The Grand Farewell
But how? We scurry over it so quickly in the Apostles' Creed, confessing that Jesus "ascended into heaven." But what does it mean for us?
A door to heaven
Since the fourth century, the church has celebrated Ascension Day on the sixth Thursday (or fortieth day) after Easter. Some may see the ascension as a tearful event. Jesus bids "farewell" to his disciples, signaling he will no longer be physically present with them. The joy of knowing the resurrected Jesus may have seemed short-lived.
But the disciples were not dabbing at their eyes for long, for the ascension proved a better blessing. Paul says Christ ascended so "that he might fill all things" (Eph. 4:10). John Calvin pointed out that "Christ left us in such a way that his presence might be more useful to us—a presence that had been confined in a humble abode of flesh so long as he sojourned on earth. … As his body was raised up above all the heavens, so his power and energy were diffused and spread beyond all the bounds of heaven and earth." Christ's spiritual presence is with believers wherever they are, whether trauma centers or traffic jams or on troop transports. Now we always have Christ.

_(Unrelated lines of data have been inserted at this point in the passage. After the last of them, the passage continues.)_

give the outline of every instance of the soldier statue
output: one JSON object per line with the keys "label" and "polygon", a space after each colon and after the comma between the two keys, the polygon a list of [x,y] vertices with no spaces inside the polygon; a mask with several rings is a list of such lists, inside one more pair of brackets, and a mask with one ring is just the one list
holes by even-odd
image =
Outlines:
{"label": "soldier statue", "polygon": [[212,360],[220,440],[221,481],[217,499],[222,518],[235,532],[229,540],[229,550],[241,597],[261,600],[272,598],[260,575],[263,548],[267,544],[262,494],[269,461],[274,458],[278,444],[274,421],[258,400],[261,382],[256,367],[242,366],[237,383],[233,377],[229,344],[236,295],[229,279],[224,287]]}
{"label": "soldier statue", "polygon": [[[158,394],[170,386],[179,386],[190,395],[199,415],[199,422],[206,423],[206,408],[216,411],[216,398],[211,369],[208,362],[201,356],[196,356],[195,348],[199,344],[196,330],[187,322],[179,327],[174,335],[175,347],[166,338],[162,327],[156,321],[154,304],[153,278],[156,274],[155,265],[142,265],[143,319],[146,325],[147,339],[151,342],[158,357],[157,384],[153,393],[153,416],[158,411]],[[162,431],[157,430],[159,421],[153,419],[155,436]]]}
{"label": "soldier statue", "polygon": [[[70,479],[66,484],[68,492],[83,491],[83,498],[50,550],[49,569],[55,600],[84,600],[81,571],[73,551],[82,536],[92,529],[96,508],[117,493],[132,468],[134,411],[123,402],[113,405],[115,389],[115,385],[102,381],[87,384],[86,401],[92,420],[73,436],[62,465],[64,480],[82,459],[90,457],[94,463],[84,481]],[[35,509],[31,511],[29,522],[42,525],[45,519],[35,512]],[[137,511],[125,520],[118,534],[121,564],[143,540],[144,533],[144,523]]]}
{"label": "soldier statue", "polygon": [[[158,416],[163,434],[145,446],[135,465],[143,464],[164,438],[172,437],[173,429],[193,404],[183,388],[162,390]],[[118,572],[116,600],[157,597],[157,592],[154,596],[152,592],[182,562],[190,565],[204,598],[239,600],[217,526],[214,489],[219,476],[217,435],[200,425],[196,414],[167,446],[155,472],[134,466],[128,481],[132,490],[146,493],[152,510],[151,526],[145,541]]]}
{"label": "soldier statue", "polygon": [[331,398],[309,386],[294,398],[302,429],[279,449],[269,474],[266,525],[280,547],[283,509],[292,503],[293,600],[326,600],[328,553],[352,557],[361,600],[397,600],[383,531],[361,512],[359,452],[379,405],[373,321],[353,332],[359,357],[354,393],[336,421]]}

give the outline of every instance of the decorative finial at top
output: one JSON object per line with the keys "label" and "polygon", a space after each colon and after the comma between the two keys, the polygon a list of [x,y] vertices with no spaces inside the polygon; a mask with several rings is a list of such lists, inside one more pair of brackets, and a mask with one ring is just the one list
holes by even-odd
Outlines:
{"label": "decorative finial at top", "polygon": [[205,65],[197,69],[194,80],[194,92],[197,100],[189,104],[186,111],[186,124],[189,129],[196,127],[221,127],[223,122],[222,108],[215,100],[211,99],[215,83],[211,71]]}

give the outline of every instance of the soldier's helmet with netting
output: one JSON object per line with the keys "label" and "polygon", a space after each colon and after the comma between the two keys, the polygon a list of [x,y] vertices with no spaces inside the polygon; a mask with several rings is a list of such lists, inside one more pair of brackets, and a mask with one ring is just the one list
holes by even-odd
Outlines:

Our faith receives many benefits from Christ's ascension. Calvin, the premier theologian of the Reformation, listed three:
First, Christ opens the way to the heavenly kingdom. Christ's ascension inaugurates the kingdom of God. The "age to come" has come to Earth because Jesus has ascended to heaven. Like a fairy-tale Prince Charming, this real-life Prince of Peace has awakened his cursed and sleeping people and brought them into God's happily-ever-after. The way to heaven, blocked since the sin of Adam and blocked in our own lives because of our sin, has been opened—cleared by the work of Jesus Christ, through his obedience to God, death on the cross, resurrection, and ascension to rule with God.
Jesus has "entered heaven in our flesh, as if in our name," writes Calvin. So in a sense, as Paul says, we are seated with God "in the heavenly places in Christ Jesus" (Eph. 2:6). Or, as Calvin again writes, "We do not await heaven with a bare hope, but in our Head [Jesus Christ] already possess it."
Second, Christ has become our Advocate and Intercessor. This is a vital New Testament theme (Heb. 7:25; 9:11-12; Rom. 8:34). The ascended Jesus is our advocate or "defense counsel." More effective than Melvin Belli, he does not rely on procedural tricks or rhetorical eloquence, but still he changes God's whole way of looking at us by standing in our place. Instead of looking on our sin, God looks on Christ's righteousness. We are sinners, to be sure. But we are redeemed sinners. We are received by God's grace in Christ as God's children because of what Jesus did for us on the cross. We have one who acts on our behalf and opens the way for us to approach God without fear. Nothing could make us bolder! Nothing can fill us with complete confidence more than knowing that Jesus supports us and mediates for us in the presence of God.
Third, Christ gives us his power. In his resurrection and ascension, Christ was raised victorious over the evil powers of sin and death. As Paul wrote, "When he ascended on high he made captivity itself a captive" (Eph. 4:8, NRSV). Christ now sits on high, according to Calvin, "transfusing us with his power" while he "daily lavishes spiritual riches" upon his people.